We returned to the top of the town along the corniche, beside the Golfe de Lion. Further round the narrow spit stretched out into the sea with the town of Agde on its volcano at the far end.
From Sète we returned towards home turning off to visit Marseillan where we were delighted to discover there was a noisy fête des anguilles in full swing. It turned out to be wonderful. Long tables were set up and eels were served, baked with roast potatoes, or smoked in a barrel, hung from rods.

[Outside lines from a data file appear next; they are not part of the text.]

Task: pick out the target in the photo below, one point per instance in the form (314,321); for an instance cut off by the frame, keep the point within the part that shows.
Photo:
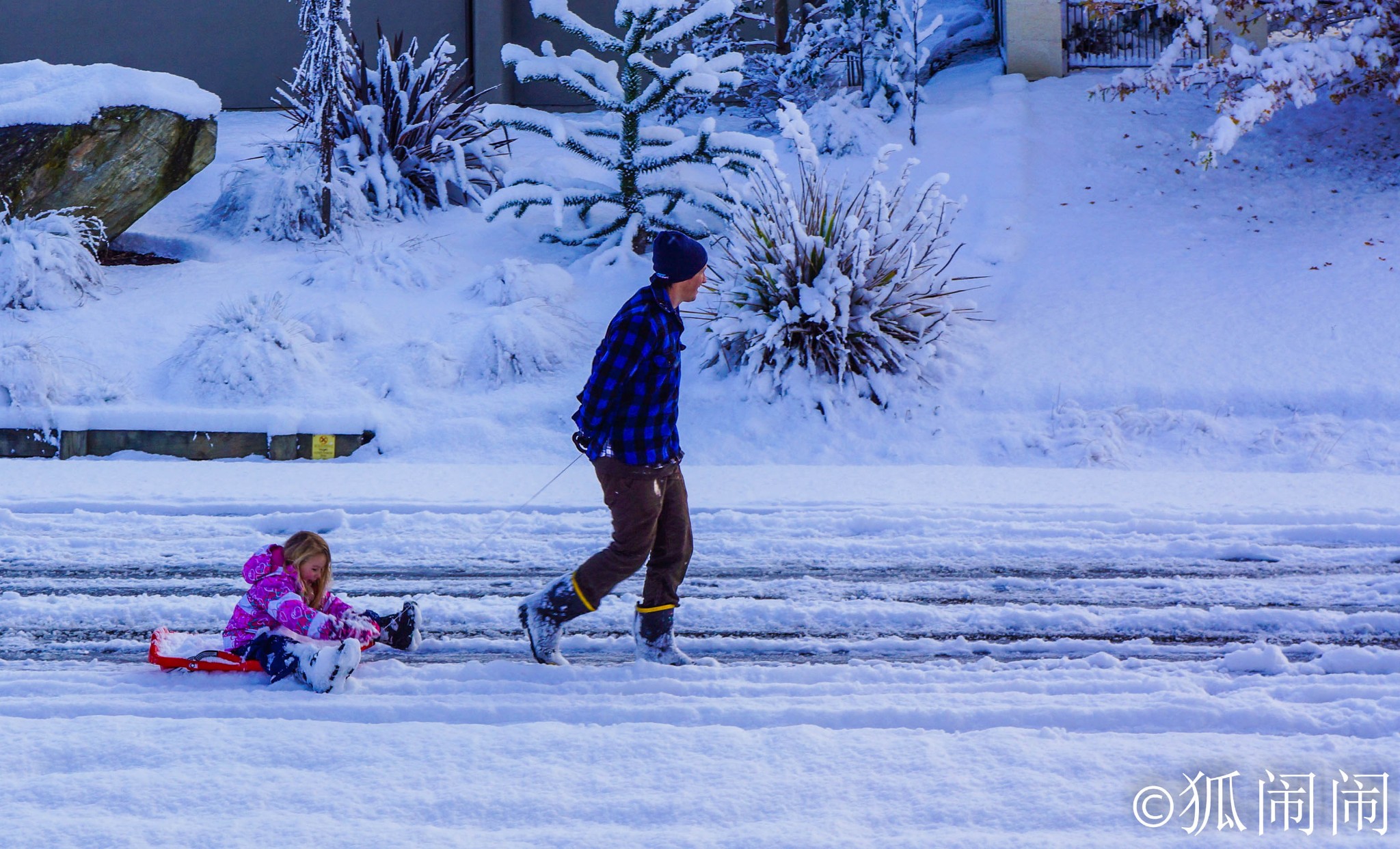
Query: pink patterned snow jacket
(275,600)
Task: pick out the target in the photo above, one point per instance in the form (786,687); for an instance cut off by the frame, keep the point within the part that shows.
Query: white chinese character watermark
(1287,802)
(1218,792)
(1364,800)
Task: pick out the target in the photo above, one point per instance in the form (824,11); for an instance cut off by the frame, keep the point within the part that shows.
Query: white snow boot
(656,642)
(543,615)
(327,669)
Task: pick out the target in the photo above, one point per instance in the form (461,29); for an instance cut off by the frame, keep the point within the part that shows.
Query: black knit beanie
(677,257)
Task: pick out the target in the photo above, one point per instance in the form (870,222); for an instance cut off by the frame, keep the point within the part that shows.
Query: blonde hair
(301,547)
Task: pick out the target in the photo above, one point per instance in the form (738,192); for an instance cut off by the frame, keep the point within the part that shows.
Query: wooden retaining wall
(189,444)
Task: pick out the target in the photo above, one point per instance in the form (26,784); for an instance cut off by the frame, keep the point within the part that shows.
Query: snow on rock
(56,94)
(511,280)
(1261,658)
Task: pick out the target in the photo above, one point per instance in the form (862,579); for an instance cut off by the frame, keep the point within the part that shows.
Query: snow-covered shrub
(517,342)
(279,196)
(840,126)
(1332,48)
(807,66)
(46,261)
(374,264)
(251,351)
(623,174)
(513,280)
(829,282)
(526,331)
(409,132)
(33,375)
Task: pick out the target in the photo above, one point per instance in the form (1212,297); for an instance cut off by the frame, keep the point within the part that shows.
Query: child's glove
(360,628)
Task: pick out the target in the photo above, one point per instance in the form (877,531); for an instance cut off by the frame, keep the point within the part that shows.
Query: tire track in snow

In the covered market live eels could be bought by the kilo and crabs were also scrambling around as they waited to be sold. At the tables people were crowded together, some with eels, some with plates of oysters with lemon, which the menfolk ate with their pocket knives. Others were eating star shaped fish pies - a speciality of Sète . To accompany all this eating people paid five euros for three tickets entitling them to three samples of wine provided by the local wine producers. I was driving but Ian was delighted with his specially engraved wineglass in a special pocket to hang round his neck. He had a glass of each colour and allowed me a sip from each. He drank them with his Teille de Sète, or fish pie laced with Noilly Prat, which is one of Marseillan’s chief claims to fame. (The other is that at Marseillan the Canal du Midi empties into the Bassin de Thau and thus into the network of canals at Sète and thereby linking the Atlantic with the Mediterranean. Personally I think it would have been nicer to eat eels than fish pie, though they were very nice. Eels are maybe up to two feet long and almost as thin as pencils. Meanwhile the local band played and sang a lively selection of music and a really grand time was had by everyone including their dogs - also being treated to eels.

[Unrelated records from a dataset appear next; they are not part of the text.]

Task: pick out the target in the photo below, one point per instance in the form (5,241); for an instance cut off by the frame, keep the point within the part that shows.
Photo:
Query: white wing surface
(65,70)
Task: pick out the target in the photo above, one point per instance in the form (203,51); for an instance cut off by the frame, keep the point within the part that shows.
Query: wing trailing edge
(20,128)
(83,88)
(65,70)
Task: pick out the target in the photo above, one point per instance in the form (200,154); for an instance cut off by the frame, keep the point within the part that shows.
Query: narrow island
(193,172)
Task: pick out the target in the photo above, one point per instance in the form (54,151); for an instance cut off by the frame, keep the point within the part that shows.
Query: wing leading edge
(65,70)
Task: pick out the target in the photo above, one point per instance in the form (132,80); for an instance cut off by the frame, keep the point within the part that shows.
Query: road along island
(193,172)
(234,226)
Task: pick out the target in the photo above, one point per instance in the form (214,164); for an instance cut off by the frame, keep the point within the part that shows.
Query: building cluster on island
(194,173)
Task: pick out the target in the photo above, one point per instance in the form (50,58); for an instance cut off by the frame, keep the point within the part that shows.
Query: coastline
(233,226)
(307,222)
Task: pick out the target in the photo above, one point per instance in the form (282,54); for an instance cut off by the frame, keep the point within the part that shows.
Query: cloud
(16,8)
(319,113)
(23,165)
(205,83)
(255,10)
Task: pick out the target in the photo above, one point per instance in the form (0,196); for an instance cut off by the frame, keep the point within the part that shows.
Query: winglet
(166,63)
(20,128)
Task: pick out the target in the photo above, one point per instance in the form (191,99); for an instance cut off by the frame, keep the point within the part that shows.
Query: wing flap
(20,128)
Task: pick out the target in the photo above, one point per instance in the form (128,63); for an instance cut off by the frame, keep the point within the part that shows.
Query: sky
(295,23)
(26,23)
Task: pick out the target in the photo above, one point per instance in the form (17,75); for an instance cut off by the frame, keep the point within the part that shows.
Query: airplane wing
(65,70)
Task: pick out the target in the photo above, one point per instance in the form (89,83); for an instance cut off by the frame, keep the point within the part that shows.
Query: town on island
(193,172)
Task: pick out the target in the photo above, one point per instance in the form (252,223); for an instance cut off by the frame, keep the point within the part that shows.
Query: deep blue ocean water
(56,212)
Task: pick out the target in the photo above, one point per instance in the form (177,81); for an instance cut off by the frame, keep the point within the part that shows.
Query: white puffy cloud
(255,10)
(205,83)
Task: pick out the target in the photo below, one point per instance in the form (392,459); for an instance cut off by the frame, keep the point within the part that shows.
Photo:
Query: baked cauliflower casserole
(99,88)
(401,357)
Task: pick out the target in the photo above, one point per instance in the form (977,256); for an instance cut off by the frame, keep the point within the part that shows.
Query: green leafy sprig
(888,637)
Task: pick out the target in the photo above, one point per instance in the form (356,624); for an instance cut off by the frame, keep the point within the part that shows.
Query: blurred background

Eventually we decided we’d better continue towards home. We still had to get round Beziers, a city with a really horrid hinterland, and we needed to buy fuel on the way. So we reluctantly left Marseillan behind. Shortly after we came across a road diversion which sent us miles out into the garrigue along tiny, unmaintained roads that twisted through the countryside heading towards Pezenas. Modestine’s fuel gauge dropped steadily as Ian map-read us to the Beziers ring road. We drove some forty miles without finding a petrol pump until, just as we were becoming really worried we reached Cazoules-lès-Beziers where Carrefour supermarket finally rewarded Modestine with a full tank of diesel.
Back home this evening Ian sorted out our accounts. The payment transaction for the fuel was awaiting clearance, but so too was another transaction we had not made with Carrefour for just over £133! Thankfully we have internet access and even a phone here in the house so rang our bank to say there was an unauthorised payment on our account. Yawn, yawn. “Don’t worry about it. It will drop off” we were told and they hung up. A search on the internet revealed that it is common practice for supermarkets to automatically charge the maximum amount on a card when used at their pump, then charge again for the actual amount purchased. Normally this is sorted out and passes unnoticed by the customer. In our case we happened to check our account that same evening and it was still there. It seems the second and larger sum is never actually taken so never appears on the full bank statement. For once, we hope we were worrying for nothing. £133 equates to 150 euros, the maximum amount of fuel dispensed at the pump in a single transaction. Did you all know about that? I think it should be made clear to customers that this happens. Perhaps we are the only innocents out there who find it all rather worrying.